Come for the food,
stay for the culture
Cousoumeh Collective aims to foster meaningful collaborations and create safe spaces for connectivity through food + art; two mediums that provide us with means to sustain both ourselves and our wider communities.
Cousoumeh customises each experience by engaging meaningful dialogue with partners across the Caribbean and the diaspora, identifying and expanding on affinities between our contexts. Every event is crafted around a collaboratively determined theme, using the acts of gathering, sharing food and conversation as a social practice project; exploring what can be achieved by affording our creativity, thoughts and ideas the opportunity to combine, ripen and reach maximum richness.
Cousoumeh Collective currently comprises two core members: Katherine Kennedy, a Bajan contemporary visual artist, writer, curator and cultural practitioner; and Shanice Smith, a Trinidadian contemporary visual artist and art observer.
Cousoumeh (pronounced coo-sue-may), a creolised word of French and African origin, can be loosely defined as to allow ingredients/food to simmer or marinate for an extended period of time.

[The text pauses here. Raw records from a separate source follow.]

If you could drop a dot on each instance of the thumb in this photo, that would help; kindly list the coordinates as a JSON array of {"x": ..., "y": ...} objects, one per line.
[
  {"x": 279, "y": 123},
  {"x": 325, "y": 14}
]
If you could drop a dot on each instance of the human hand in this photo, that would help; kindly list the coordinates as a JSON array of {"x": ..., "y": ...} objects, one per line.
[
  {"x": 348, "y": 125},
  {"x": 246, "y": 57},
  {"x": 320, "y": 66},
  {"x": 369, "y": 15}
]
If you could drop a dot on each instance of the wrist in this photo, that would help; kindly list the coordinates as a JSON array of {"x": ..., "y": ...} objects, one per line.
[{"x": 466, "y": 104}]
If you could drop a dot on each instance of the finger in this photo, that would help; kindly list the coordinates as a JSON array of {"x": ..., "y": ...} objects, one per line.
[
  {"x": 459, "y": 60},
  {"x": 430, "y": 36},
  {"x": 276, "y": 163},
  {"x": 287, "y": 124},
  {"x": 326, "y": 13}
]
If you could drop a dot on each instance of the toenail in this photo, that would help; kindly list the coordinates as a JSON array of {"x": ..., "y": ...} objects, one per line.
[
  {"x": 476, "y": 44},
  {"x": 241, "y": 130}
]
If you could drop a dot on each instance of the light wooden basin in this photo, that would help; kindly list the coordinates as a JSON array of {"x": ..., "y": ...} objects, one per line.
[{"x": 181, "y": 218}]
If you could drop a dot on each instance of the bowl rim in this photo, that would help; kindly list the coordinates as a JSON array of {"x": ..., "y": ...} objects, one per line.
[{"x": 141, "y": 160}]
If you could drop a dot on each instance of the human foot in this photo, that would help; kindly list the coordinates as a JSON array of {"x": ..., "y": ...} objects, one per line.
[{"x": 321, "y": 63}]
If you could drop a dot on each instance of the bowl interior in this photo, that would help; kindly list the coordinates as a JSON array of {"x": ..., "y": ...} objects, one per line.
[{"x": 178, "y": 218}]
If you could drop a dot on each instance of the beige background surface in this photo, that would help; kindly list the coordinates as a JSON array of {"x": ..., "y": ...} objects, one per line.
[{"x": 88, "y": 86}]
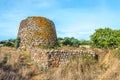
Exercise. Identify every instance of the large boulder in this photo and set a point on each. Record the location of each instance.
(35, 31)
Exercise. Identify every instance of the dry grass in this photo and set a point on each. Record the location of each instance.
(17, 65)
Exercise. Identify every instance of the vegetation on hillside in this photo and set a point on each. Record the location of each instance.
(106, 38)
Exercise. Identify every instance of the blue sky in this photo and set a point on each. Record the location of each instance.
(72, 18)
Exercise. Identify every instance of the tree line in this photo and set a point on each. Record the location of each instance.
(101, 38)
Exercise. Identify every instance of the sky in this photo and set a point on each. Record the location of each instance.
(72, 18)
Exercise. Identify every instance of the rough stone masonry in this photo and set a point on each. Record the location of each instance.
(35, 31)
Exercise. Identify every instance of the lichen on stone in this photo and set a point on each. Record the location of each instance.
(37, 30)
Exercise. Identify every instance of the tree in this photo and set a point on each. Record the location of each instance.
(106, 38)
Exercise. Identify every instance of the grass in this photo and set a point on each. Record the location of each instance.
(18, 65)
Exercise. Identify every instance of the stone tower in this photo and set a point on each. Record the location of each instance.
(35, 31)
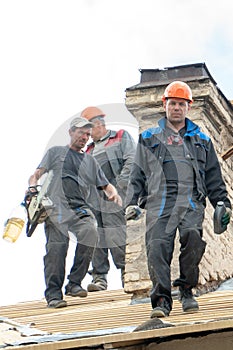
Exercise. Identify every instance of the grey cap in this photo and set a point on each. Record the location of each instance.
(80, 122)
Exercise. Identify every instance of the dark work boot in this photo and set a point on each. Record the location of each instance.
(98, 283)
(162, 308)
(189, 303)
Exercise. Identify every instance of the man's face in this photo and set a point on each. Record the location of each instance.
(79, 137)
(176, 110)
(98, 130)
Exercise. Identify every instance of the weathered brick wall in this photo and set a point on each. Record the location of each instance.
(213, 113)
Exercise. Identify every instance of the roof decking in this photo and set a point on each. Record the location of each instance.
(106, 317)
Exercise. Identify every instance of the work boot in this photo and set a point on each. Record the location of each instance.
(162, 308)
(57, 304)
(189, 303)
(98, 283)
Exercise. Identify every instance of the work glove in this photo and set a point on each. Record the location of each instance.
(226, 217)
(133, 212)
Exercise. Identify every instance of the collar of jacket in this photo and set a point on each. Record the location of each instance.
(110, 134)
(191, 127)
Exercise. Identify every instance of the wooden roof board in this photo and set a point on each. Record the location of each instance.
(110, 311)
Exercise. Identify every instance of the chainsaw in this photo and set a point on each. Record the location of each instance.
(38, 204)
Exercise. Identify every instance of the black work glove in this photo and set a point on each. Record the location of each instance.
(226, 217)
(133, 212)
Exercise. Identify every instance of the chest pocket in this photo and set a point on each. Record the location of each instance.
(200, 150)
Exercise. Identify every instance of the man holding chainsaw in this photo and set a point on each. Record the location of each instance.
(177, 165)
(74, 174)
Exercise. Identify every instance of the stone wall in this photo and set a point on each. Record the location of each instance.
(214, 114)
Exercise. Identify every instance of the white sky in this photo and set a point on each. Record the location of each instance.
(58, 57)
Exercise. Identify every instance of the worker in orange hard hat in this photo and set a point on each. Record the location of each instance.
(92, 112)
(177, 165)
(114, 151)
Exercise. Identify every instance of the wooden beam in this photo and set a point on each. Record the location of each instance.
(227, 154)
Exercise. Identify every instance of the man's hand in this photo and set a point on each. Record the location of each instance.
(226, 217)
(112, 194)
(133, 212)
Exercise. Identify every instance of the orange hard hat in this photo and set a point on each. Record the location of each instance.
(92, 112)
(178, 89)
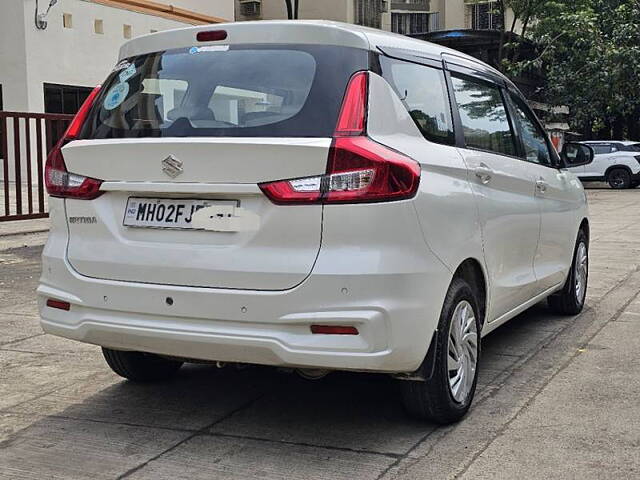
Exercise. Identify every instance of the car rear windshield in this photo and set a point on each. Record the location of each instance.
(236, 91)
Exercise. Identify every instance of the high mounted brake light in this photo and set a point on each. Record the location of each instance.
(359, 170)
(211, 35)
(60, 182)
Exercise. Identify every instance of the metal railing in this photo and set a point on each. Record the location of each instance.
(25, 140)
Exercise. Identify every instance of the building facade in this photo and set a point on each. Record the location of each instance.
(52, 69)
(408, 17)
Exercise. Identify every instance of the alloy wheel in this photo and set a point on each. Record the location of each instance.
(462, 355)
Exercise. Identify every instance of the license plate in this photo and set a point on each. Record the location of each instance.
(171, 212)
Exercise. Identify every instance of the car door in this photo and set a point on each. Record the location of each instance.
(558, 195)
(504, 188)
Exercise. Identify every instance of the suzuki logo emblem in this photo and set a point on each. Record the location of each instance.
(172, 166)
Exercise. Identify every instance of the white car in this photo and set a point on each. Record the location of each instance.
(615, 162)
(309, 195)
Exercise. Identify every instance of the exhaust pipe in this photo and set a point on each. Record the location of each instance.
(312, 373)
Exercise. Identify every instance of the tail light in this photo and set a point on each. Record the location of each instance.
(60, 182)
(359, 170)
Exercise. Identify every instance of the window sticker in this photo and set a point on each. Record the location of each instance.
(121, 65)
(127, 73)
(116, 96)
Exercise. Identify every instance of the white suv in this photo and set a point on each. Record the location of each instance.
(309, 195)
(615, 162)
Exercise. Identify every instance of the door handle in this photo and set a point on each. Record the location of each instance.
(541, 185)
(483, 172)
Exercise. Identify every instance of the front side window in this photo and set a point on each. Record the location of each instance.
(634, 147)
(423, 92)
(484, 116)
(534, 139)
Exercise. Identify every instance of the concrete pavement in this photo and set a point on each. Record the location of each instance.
(557, 397)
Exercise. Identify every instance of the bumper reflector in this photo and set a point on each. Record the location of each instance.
(334, 330)
(59, 304)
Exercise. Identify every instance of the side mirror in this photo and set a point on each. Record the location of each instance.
(576, 154)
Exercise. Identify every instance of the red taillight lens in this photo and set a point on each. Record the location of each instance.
(362, 170)
(61, 183)
(334, 330)
(359, 170)
(59, 304)
(353, 114)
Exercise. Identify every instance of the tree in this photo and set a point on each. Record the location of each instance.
(589, 53)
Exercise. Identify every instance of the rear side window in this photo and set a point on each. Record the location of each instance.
(601, 149)
(534, 139)
(423, 91)
(246, 90)
(484, 116)
(634, 147)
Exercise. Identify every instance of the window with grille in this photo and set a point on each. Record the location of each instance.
(484, 16)
(411, 23)
(64, 98)
(369, 12)
(250, 8)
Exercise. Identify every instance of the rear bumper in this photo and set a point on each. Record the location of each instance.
(390, 313)
(395, 307)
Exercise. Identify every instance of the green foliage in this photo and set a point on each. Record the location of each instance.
(589, 51)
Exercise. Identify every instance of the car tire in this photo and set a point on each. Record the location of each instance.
(139, 366)
(437, 399)
(619, 178)
(570, 300)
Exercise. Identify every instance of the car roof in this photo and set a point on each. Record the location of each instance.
(604, 142)
(321, 32)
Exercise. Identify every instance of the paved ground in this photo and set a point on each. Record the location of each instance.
(558, 397)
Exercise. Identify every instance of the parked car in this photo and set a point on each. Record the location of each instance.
(310, 195)
(615, 162)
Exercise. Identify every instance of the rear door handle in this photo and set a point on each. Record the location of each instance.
(484, 173)
(541, 185)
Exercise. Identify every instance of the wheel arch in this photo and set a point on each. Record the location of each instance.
(472, 272)
(584, 225)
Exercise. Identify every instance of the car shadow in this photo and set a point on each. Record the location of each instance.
(345, 412)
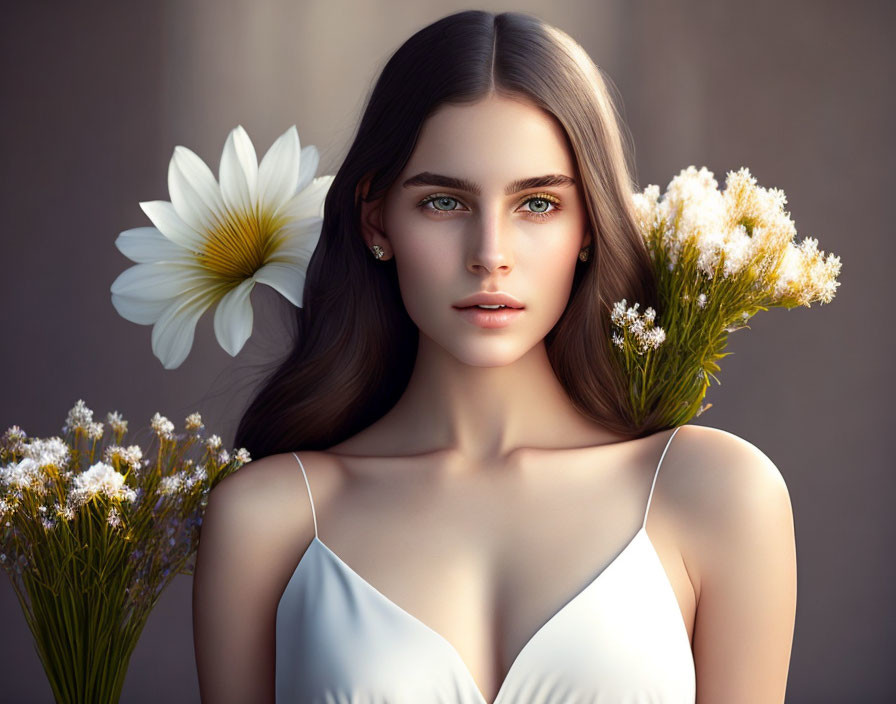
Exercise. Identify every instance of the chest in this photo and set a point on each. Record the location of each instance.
(491, 568)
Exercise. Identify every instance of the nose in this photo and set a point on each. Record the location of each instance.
(490, 243)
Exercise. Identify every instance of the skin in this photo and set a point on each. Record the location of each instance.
(484, 477)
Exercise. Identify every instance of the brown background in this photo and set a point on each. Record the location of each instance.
(96, 95)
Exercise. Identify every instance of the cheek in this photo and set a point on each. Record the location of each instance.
(550, 272)
(427, 275)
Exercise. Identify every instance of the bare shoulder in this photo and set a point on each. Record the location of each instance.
(269, 498)
(739, 541)
(257, 524)
(728, 482)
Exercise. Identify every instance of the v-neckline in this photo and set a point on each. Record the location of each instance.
(641, 531)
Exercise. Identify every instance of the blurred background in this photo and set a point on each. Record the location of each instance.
(96, 95)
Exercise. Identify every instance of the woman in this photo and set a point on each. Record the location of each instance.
(451, 502)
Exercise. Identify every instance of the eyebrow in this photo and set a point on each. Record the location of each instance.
(425, 178)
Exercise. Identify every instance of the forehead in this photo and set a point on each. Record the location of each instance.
(493, 142)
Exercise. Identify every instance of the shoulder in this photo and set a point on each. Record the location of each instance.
(727, 479)
(266, 500)
(733, 503)
(737, 542)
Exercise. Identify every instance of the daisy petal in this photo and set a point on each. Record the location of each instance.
(169, 223)
(155, 281)
(194, 192)
(147, 244)
(297, 238)
(233, 318)
(309, 202)
(238, 172)
(287, 279)
(139, 310)
(308, 163)
(172, 335)
(278, 172)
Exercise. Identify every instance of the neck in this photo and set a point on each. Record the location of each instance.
(485, 413)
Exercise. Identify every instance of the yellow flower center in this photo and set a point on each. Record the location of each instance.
(241, 244)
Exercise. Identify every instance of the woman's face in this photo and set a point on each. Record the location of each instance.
(461, 220)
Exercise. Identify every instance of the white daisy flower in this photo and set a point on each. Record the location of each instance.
(214, 241)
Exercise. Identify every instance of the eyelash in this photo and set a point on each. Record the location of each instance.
(538, 196)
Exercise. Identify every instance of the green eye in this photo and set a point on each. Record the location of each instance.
(441, 202)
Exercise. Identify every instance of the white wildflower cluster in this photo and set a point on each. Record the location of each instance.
(743, 229)
(114, 517)
(13, 439)
(101, 480)
(194, 422)
(164, 428)
(80, 417)
(48, 452)
(130, 456)
(178, 483)
(639, 326)
(26, 474)
(200, 474)
(66, 513)
(6, 507)
(807, 275)
(116, 422)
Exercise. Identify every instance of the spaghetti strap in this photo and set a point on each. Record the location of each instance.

In doing so, it facilitates the release of flavours, adding that extra 'umph' to the pot. Examples of this can be found in popular Caribbean dishes like Pepperpot (Guyanese), Callaloo (Trinbagonian) or even Oil Down (Grenadian).
With this definition in mind, the fusing of different ingredients to create a single, unique flavour is what inspired the birth of Cousoumeh Collective. Though Trinbagonian (creole) in origin, we believe that it best describes the shared Caribbean history that is food. It is such a powerful coping mechanism, and oftentimes offers a place of comfort and community. Gatherings are and have always been an integral part of our customs. Food offers a safe space for us more than just a means of nutrition; it is history, it is tradition, it is culture, it is survival. It is also resistance in the face of adversity. For example, the scraps of meat that were once considered waste during the period of African enslavement are now prized, popular pieces, from oxtail (there have even been jokes around ‘make oxtail cheap again’ movements) to even pigtail - a beloved staple in Oil Down, sometimes added to Callaloo, and popular in Bajan cuisine.
We at Cousoumeh Collective at its core believe in the spirit and immense potential of collaborations, particularly through food. We seek to provide a safe space for Black and brown people, with a focus on Caribbean people and people of the diaspora to come together, whether to rejoice, to cry, to vent or just simply share experiences. It should also be noted that food does more than just offer temporary distractions from the happenings of the world; it provides us with the means to feed not only ourselves, but our communities. We all have similar stories, be it of an older family member, mothers or grandmothers, or someone - usually a matriarch - in our community/village who was known for feeding everyone, who always managed to conjure up a meal with little to nothing. This kind of resourcefulness, resilience, nurturing and ingenuity is the backbone of what Cousoumeh Collective aims to celebrate and amplify; to see what can be achieved by affording our ideas the opportunity to combine, ripen and reach maximum richness.